En effet, de même que tous sont devenus pécheurs parce qu’un seul homme a désobéi, de même tous deviendront justes parce qu’un seul homme a obéi.

 

Évangile : Les tentations de Jésus au désert (Mt 4, 1-11)

 

Acclamation : Ta parole, Seigneur, est vérité, et ta loi, délivrance. L’homme ne vit pas seulement de pain, mais de toute parole venant de la bouche de Dieu. Ta parole, Seigneur, est vérité, et ta loi, délivrance.

 

Évangile de Jésus Christ selon saint Matthieu

Jésus, après son baptême, fut conduit au désert par l’Esprit pour être tenté par le démon.
Après avoir jeûné quarante jours et quarante nuits, il eut faim.
Le tentateur s’approcha et lui dit : « Si tu es le Fils de Dieu, ordonne que ces pierres deviennent des pains. »
Mais Jésus répondit : « Il est écrit : Ce n’est pas seulement de pain que l’homme doit vivre, mais de toute parole qui sort de la bouche de Dieu. »

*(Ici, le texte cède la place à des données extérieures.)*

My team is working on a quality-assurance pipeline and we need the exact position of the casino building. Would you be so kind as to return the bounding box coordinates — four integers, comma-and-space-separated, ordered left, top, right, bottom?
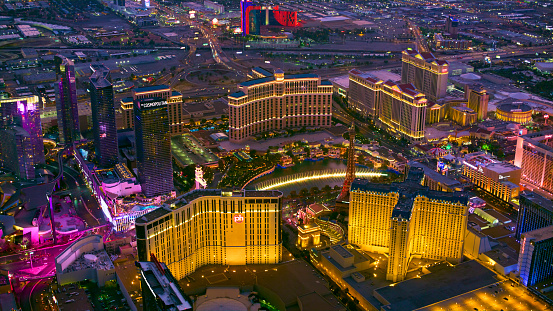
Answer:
348, 167, 468, 282
228, 69, 332, 141
135, 189, 282, 280
134, 97, 173, 198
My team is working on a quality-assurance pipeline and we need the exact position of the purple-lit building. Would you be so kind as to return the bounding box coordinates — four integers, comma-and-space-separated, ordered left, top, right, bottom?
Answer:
0, 95, 44, 179
54, 55, 81, 145
90, 66, 119, 167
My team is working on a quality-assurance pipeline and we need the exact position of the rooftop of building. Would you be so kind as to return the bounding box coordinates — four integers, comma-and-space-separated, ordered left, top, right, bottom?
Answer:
484, 246, 518, 267
133, 84, 170, 94
136, 261, 192, 311
375, 260, 498, 311
409, 161, 461, 188
463, 152, 520, 174
330, 245, 353, 258
54, 284, 94, 311
351, 167, 468, 219
451, 106, 474, 113
496, 101, 533, 112
62, 249, 114, 273
239, 73, 319, 87
520, 190, 553, 212
136, 189, 282, 224
252, 67, 273, 77
482, 225, 515, 239
521, 226, 553, 242
520, 130, 553, 152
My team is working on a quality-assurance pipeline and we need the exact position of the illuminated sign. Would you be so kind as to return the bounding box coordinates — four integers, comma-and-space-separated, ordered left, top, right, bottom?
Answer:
233, 214, 244, 224
140, 101, 167, 108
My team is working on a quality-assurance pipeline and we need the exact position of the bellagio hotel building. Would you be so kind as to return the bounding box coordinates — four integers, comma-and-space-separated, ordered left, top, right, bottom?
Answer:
348, 168, 468, 282
228, 69, 332, 141
136, 189, 282, 280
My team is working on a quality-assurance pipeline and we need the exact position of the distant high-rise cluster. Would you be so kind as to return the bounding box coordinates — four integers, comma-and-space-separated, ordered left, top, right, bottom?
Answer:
136, 189, 282, 280
90, 66, 119, 167
445, 15, 459, 38
0, 95, 44, 179
228, 69, 332, 141
348, 168, 468, 282
54, 55, 81, 146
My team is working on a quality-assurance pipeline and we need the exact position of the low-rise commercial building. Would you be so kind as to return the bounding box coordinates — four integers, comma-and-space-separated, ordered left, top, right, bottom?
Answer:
55, 235, 115, 286
463, 152, 522, 201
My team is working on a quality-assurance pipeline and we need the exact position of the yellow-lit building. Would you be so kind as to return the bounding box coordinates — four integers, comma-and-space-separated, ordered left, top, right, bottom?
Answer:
449, 106, 477, 126
119, 85, 185, 135
136, 189, 282, 280
401, 50, 449, 102
348, 167, 468, 282
495, 102, 534, 124
228, 69, 332, 141
348, 69, 428, 141
296, 222, 321, 249
463, 152, 522, 202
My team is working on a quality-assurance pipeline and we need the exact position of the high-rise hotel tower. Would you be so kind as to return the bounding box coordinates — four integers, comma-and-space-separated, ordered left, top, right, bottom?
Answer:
515, 130, 553, 194
54, 55, 81, 146
348, 69, 428, 141
90, 66, 119, 167
228, 69, 332, 141
348, 167, 468, 282
136, 189, 282, 280
401, 50, 449, 102
134, 92, 173, 197
0, 95, 44, 179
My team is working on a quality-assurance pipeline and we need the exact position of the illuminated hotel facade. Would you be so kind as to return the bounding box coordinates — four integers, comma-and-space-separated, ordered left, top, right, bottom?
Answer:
401, 50, 449, 102
348, 69, 428, 142
463, 152, 522, 202
348, 168, 468, 282
136, 189, 282, 280
514, 130, 553, 194
0, 95, 44, 179
120, 85, 183, 135
228, 69, 332, 141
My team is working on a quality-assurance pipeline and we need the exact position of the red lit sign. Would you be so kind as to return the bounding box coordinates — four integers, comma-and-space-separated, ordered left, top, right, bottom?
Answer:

Alors le démon l’emmène à la ville sainte, à Jérusalem, le place au sommet du Temple et lui dit : « Si tu es le Fils de Dieu, jette-toi en bas ; car il est écrit : Il donnera pour toi des ordres à ses anges, et : Ils te porteront sur leurs mains, de peur que ton pied ne heurte une pierre. »
Jésus lui déclara : « Il est encore écrit : Tu ne mettras pas à l’épreuve le Seigneur ton Dieu. »

Le démon l’emmène encore sur une très haute montagne et lui fait voir tous les royaumes du monde avec leur gloire.
Il lui dit : « Tout cela, je te le donnerai, si tu te prosternes pour m’adorer. »
Alors, Jésus lui dit : « Arrière, Satan ! car il est écrit : C’est devant le Seigneur ton Dieu que tu te prosterneras, et c’est lui seul que tu adoreras. »

Alors le démon le quitte. Voici que des anges s’approchèrent de lui, et ils le servaient.